Out of spec behavior of the xforms regex function

getodk / javarosa

The core library that many of the ODK tools are built around. It's written in Java, implements the ODK XForms spec, and runs on mobile devices and cloud servers. ✨🏗✨

Other

54 stars 106 forks source link

Out of spec behavior of the xforms regex function #531

Open ggalmazor opened 4 years ago

ggalmazor commented 4 years ago

Problem description

This is what the ODK XForms specs say about the regex(string value, string expression) --> boolean

Returns result of regex test on provided value. The regular expression is created from the provided expression string ('[0-9]+' becomes /[0-9]+/).

This means that the expression should match any part of the provided value unless ^ and $ anchors are used in the provided expression.

However, JavaRosa matches the whole value, as if the provided expression always included the ^ and $ anchors.

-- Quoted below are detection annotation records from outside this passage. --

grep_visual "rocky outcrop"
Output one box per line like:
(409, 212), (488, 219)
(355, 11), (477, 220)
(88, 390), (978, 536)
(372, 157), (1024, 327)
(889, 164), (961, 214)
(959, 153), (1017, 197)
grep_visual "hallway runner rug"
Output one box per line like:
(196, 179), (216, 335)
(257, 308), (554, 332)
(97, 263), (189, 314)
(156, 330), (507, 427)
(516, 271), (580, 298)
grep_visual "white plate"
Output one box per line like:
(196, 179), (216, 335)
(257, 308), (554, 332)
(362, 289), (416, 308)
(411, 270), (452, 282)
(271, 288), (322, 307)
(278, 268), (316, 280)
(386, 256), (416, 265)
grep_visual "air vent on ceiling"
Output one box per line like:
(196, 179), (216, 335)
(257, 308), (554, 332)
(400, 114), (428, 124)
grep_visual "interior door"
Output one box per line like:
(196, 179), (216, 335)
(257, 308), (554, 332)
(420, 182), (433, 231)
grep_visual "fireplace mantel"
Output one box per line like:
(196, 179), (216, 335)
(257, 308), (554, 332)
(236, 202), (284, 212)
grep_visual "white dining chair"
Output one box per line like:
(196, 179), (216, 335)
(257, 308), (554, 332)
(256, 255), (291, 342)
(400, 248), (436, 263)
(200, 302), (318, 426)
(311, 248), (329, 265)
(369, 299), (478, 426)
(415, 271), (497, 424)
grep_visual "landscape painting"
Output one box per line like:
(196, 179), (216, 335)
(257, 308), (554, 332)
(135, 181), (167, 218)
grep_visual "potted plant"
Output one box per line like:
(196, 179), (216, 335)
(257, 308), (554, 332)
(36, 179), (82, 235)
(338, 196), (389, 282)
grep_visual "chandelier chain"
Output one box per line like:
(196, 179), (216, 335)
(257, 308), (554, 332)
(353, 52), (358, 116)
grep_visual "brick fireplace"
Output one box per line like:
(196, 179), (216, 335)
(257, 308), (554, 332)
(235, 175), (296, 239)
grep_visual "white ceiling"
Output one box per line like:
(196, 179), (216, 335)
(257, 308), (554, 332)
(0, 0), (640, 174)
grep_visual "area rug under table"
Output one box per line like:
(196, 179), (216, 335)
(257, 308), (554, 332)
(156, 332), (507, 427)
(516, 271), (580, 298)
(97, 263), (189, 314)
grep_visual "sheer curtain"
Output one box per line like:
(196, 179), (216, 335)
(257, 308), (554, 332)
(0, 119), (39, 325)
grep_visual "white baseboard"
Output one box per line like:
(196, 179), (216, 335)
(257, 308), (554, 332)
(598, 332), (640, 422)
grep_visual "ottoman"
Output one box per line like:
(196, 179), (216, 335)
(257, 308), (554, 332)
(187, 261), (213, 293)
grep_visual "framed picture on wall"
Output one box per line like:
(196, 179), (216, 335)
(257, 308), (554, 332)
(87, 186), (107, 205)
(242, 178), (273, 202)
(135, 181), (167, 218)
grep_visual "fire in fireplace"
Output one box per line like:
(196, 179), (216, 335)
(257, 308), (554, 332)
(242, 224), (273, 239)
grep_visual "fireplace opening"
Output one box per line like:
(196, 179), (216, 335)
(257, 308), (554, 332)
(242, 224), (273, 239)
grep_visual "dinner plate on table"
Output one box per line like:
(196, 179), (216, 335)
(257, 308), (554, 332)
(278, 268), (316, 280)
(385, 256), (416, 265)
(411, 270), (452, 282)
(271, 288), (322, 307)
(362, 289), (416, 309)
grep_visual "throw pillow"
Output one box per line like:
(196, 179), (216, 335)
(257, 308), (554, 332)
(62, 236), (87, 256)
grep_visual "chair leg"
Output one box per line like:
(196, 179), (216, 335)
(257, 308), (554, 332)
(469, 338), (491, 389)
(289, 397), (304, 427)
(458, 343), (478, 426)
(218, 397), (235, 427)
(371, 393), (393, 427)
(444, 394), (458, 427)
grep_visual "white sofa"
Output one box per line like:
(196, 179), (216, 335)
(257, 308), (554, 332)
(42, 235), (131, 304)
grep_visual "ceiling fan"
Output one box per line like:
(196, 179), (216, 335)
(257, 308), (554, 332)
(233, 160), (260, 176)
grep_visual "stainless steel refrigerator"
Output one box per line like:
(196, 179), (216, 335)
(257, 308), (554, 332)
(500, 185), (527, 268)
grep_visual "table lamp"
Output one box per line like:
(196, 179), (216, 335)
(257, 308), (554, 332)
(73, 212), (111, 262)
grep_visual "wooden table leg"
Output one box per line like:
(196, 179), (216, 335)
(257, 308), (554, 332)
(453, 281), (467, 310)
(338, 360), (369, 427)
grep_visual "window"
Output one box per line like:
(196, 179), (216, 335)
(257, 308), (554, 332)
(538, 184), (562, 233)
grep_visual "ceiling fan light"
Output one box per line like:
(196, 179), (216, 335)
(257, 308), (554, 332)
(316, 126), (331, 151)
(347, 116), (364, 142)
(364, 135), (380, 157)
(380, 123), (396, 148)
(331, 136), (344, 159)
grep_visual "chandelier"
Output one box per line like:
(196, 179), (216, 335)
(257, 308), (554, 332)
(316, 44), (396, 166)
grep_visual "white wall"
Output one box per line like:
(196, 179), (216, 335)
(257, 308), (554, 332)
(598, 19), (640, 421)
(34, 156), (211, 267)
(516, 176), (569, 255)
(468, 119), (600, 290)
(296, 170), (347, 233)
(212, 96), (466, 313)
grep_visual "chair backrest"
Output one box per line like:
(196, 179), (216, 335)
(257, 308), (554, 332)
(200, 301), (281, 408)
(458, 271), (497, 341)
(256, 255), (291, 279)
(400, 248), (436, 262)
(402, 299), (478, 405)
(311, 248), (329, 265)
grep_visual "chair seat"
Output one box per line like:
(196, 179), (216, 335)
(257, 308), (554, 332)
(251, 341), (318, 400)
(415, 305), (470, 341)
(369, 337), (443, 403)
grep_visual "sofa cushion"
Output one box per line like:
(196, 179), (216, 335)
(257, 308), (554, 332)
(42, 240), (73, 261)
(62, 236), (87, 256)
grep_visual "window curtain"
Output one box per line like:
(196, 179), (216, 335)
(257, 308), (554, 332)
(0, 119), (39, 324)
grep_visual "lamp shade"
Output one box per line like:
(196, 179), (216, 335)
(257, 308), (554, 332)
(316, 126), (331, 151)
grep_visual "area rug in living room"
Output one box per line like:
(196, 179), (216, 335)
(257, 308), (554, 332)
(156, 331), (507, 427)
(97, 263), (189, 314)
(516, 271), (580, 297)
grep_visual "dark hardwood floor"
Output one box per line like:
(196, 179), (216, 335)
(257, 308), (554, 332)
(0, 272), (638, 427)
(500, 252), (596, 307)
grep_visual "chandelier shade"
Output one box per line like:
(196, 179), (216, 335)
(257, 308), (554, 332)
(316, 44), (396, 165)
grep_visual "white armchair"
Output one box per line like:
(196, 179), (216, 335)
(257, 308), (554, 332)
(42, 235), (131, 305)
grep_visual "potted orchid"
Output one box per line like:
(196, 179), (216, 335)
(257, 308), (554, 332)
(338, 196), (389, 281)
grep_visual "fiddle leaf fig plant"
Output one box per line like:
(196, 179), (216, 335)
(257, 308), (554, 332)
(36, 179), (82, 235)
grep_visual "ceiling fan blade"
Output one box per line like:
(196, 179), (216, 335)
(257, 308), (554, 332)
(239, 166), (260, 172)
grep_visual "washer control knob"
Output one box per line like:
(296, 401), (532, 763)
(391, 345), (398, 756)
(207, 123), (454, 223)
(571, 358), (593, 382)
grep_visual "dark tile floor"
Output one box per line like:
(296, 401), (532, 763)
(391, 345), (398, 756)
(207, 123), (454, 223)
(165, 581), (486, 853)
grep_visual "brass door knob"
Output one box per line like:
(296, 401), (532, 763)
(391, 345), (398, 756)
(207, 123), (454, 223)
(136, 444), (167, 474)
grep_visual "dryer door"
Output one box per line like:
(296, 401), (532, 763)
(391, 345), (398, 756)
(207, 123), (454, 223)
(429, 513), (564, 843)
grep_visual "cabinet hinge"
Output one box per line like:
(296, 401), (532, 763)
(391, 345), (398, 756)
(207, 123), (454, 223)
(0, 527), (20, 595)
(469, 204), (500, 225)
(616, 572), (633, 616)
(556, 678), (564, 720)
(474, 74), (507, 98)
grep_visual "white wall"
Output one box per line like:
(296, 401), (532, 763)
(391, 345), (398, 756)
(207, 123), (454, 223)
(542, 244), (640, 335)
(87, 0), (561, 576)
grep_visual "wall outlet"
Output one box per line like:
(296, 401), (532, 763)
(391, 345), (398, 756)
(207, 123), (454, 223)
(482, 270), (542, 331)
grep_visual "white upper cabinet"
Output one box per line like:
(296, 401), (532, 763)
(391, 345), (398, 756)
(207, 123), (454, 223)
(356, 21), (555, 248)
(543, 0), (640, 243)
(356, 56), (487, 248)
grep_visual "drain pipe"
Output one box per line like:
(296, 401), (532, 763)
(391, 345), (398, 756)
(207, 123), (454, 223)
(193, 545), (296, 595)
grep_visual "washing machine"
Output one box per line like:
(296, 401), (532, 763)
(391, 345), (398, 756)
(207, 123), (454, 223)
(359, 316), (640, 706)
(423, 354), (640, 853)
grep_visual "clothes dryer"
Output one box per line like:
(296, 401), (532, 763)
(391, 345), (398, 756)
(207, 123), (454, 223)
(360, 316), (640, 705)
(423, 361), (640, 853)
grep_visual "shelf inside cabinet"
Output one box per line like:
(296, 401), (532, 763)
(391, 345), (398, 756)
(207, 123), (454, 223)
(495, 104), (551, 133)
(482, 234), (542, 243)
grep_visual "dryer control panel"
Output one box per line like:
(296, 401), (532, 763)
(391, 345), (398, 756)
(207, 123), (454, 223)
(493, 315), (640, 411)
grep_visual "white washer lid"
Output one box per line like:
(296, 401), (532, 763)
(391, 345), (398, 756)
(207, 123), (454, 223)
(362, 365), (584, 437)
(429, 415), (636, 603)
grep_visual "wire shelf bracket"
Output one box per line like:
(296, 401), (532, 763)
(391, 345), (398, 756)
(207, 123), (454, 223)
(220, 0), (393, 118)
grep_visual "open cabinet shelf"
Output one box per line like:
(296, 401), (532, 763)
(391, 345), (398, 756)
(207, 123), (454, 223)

Steps to reproduce the problem

Apply this patch odk_xforms_regex_regression.zip and run XFormsRegexTest:

@Test
public void name() throws IOException {
    Scenario scenario = Scenario.init("Some form", html(
        head(
            title("Some form"),
            model(
                mainInstance(t("data id=\"some-form\"",
                    t("regex-result-1"),
                    t("regex-result-2")
                )),
                bind("/data/regex-result-1").type("boolean").calculate("regex('cocotero', 'cocotero')"),
                bind("/data/regex-result-2").type("boolean").calculate("regex('cocotero', 'te')")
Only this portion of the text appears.